Warren, your experience is quite different than mine. I've seen millions of dollars paid out in frivolous cases on purely fictional theories of liability. And, in certain jurisdictions, there's a big difference between a non-meritorious case and a case that "has a slim chance of paying off." Witness the Philip Morris "light cigarette" class action in Madison County--even if Philip Morris eventually wins on appeal, they'll be out hundreds of thousands of dollars in legal costs.


Ted: I don't hope to persuade you, but I'm unclear about what you mean by a "transparently bogus statistic of 'number of malpractice verdicts.'" I couldn't find a better article to link to, but the numbers the attorney quoted in the article came from a report by the Madison County Court Clerk. The numbers are indisputable. Despite the mumbo jumbo in the newspapers, there are simply not many malpractive verdicts in Madison County, and the talk about the juries "handing out generous damage awards for pain and suffering to victims of medical malpractice" is just plain wrong. Another article about the small number of verdicts, which quotes the chief judge, is here.

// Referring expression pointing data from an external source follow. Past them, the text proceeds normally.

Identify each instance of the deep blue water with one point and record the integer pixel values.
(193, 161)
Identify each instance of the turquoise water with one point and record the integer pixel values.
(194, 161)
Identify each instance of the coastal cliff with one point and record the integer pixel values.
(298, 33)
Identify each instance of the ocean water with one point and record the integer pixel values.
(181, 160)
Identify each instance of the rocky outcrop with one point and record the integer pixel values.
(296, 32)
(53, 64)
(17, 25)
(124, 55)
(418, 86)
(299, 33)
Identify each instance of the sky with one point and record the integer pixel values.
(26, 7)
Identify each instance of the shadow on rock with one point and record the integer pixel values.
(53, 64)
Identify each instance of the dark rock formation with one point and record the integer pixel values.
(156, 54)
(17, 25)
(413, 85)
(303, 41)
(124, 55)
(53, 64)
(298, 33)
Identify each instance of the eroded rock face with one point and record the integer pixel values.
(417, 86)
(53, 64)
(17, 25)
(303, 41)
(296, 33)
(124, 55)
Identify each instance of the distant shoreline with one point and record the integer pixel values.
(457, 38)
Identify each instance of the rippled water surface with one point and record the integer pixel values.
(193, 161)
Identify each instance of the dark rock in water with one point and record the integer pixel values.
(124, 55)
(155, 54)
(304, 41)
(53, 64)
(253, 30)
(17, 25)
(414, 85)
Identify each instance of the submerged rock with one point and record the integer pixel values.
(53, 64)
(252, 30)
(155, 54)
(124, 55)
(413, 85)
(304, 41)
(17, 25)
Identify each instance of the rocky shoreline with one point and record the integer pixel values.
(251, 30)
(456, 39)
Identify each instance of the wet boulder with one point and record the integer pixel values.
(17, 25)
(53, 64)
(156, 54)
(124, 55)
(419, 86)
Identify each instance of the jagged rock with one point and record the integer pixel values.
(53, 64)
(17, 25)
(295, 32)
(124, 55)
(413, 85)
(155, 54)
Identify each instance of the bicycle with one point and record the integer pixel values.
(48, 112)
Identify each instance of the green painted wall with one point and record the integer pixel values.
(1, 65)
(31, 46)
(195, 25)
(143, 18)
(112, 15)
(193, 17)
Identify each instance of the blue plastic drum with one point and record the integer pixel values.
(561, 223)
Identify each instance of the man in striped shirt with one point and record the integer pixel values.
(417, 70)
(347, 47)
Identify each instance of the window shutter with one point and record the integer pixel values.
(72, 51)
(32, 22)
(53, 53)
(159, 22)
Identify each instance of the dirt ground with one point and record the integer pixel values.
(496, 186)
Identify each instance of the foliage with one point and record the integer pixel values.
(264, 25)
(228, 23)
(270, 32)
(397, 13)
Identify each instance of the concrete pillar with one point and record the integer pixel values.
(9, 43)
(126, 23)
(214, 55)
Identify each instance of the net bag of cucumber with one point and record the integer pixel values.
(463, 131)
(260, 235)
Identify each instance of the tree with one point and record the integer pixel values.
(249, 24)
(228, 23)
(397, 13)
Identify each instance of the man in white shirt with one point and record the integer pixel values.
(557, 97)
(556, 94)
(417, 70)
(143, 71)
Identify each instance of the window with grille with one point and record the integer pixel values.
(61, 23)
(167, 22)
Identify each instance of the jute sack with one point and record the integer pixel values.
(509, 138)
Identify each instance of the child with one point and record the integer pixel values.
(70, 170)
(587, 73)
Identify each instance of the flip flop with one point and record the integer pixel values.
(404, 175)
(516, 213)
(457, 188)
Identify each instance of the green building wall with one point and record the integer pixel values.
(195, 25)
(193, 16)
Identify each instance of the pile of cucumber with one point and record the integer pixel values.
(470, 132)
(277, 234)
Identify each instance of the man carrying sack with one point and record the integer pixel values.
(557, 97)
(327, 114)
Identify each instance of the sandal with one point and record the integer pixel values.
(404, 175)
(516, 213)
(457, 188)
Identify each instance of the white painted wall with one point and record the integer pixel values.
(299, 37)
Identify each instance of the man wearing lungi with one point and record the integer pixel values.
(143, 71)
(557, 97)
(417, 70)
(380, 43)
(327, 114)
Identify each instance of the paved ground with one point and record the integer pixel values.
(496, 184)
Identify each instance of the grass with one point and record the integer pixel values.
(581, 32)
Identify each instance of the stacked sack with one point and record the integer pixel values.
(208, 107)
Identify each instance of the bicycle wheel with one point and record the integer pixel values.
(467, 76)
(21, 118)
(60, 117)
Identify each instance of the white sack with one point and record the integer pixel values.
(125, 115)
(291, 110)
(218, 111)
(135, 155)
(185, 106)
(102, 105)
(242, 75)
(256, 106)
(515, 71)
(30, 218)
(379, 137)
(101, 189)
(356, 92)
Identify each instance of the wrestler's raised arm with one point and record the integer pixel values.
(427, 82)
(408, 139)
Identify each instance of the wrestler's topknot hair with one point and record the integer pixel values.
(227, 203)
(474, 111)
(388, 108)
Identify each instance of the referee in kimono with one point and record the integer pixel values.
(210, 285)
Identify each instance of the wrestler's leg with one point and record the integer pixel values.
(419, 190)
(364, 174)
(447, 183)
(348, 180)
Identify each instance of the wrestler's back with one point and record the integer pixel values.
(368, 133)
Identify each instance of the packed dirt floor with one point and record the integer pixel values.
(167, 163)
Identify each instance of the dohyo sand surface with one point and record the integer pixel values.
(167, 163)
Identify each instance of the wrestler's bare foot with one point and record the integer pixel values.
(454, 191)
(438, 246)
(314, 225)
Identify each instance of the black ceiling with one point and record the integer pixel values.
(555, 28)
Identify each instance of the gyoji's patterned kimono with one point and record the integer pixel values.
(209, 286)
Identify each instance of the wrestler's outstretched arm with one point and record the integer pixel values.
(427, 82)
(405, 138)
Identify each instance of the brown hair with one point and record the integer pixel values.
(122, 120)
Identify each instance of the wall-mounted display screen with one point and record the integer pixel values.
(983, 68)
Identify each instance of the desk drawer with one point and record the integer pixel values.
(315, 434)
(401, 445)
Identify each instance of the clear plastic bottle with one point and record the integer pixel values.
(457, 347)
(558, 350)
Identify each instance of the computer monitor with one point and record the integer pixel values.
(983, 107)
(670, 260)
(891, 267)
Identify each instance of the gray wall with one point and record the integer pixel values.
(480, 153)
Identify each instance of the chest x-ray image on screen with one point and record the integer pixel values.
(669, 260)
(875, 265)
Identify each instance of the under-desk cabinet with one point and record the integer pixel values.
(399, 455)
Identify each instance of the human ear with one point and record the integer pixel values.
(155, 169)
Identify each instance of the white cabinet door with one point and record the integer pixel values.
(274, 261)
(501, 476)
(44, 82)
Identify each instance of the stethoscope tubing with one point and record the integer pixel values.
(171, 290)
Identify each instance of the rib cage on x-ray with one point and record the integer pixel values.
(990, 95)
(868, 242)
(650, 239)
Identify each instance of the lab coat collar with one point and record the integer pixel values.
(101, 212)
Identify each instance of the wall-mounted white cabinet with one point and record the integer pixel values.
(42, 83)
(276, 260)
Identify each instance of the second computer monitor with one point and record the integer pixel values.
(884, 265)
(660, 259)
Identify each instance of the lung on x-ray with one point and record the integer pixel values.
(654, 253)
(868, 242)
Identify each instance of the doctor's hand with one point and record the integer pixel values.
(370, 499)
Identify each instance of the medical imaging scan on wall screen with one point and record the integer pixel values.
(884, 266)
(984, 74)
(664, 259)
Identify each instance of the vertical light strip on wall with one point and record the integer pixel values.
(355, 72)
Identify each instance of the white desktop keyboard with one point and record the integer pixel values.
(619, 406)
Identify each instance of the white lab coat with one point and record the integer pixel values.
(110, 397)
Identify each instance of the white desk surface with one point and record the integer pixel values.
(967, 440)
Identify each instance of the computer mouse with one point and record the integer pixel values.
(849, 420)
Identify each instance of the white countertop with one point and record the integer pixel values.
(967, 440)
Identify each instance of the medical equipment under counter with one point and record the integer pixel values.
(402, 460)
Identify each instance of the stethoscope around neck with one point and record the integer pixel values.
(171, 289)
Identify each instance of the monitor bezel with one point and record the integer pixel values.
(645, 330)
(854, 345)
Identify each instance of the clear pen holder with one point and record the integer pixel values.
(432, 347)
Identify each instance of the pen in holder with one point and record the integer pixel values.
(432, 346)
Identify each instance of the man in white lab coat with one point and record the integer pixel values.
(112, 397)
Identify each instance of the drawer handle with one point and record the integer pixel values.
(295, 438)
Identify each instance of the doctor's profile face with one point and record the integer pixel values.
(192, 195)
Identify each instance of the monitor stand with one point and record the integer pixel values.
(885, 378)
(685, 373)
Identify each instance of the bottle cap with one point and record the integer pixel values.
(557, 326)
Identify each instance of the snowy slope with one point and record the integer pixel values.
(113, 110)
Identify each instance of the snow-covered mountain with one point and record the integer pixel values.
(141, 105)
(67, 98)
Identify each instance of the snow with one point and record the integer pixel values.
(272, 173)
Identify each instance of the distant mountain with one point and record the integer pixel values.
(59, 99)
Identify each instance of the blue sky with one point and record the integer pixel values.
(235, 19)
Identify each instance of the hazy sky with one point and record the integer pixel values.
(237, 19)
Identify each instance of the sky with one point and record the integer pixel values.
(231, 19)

You speak of the "hundreds of class actions and thousands of asbestos cases" in Madison County. Maybe so, but there are far fewer class actions in Madison County than in many other jurisdictions around the country--pick any city in any large metropolitan area. Another problem with your statement: although it's true that many class actions have been filed, the number of cases certified each year is very few, as follows: 1999, 12; 2000, 14; 2001, 2; 2002, 1.

As for asbestos: all of the asbestos cases filed in Illinois have ties to Illinois, since the rules on forum non conveniens here in Illinois are much more strict than in many other states. Moreover, Madison County has the distinction of being the jurisdiction where model rules for asbestos cases, now used around the country, were first developed by the lawyers and judges.

Here in Madison County, we hear a lot of tort-reform-minded people referring to our community as a "small, rural county." Actually, the population is 260,000; by comparison, the population of the City of St. Louis is 339,000. The entire metropolitan St. Louis population, of which Madison County is a part, is 2.5 million.

Why "judicial hellhole"? In the 1999-2002 period, 55 of 166 verdicts in Madison County resulted in $0 to the plaintiff; only 11 of 166 verdicts were in excess of $1,000,000. The median verdict was $28,649. I don't think this could be far out of line with anywhere else in the country.